For those just tuning in, let’s rewind a bit. “Mystery Science Theater 3000,” affectionately abbreviated as “MST3K,” was hard to miss in the 1990s. The show featured three silhouettes superimposed on the bottom of a movie screen jabbering away as a cinematic stinker played on the big screen. The wisecracking commentators were two robots named Tom Servo and Crow T. Robot, and Nelson, who replaced the show’s creator Joel Hodgson as host in 1993. Nelson had been head writer since 1989, the second year of “MST3K,” when Comedy Central picked it up.

While the show ended its 11-year run in 1999, “MST3K” lived on through reruns, the MSTie’s (its fans) and eventually, alumni efforts like Nelson’s RiffTrax and Cinematic Titanic, a movie-riffing project headed by Hodgson. While Hodgson’s troupe stuck to the B-movie genre, RiffTrax expanded to blockbusters and respected movies like “Lord of the Rings,” “Casablanca” and “Star Wars.”

“I moved to San Diego with this in the back of my mind,” said Nelson, who created RiffTrax while working for Legend Films in San Diego. “I had a couple of ideas, but it was just the notion that there had to be a way to riff on blockbuster films.”
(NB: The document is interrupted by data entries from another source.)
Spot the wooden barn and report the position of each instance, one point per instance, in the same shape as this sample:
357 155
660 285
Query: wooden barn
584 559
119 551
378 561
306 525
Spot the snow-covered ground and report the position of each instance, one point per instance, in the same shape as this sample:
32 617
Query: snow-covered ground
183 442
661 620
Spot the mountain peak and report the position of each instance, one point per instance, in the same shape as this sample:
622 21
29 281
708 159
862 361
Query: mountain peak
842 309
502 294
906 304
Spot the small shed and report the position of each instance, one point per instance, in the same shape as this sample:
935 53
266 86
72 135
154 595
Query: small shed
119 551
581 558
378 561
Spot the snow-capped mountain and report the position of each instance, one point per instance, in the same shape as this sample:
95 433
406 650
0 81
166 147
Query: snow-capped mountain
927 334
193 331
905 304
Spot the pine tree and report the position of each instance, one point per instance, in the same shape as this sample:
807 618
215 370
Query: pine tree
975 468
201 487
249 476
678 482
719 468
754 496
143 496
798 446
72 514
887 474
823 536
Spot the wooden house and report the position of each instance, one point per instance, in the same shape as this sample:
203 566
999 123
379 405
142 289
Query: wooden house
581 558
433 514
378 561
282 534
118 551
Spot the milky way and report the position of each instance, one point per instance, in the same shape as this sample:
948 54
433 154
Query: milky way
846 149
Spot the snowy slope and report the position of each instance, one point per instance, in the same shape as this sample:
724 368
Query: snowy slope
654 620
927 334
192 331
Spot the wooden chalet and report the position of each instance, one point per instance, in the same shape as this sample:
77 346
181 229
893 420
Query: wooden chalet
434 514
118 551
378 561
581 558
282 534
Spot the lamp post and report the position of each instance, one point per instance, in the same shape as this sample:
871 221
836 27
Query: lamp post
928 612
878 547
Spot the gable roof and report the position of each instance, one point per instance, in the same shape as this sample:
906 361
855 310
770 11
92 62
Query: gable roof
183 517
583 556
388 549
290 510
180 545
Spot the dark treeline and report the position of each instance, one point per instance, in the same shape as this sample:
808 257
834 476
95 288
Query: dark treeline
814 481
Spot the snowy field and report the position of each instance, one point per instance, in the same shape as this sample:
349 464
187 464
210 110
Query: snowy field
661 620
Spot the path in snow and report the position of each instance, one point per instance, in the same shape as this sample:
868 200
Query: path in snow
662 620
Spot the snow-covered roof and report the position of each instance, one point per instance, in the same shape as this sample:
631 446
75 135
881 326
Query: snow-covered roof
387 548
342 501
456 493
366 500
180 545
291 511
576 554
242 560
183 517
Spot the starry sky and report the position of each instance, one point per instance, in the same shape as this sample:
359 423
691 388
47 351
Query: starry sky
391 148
RiffTrax, which soon added “MST3K” alums Bill Corbett and Kevin Murphy, skipped the hassle of negotiating film rights. Instead, it mainly sold its riffs as downloadable MP3 files and offered free syncing software. Users needed to buy the DVD separately and sync the movie to the RiffTrax. For a few movies, the combined riff and video were available as a DVD or download.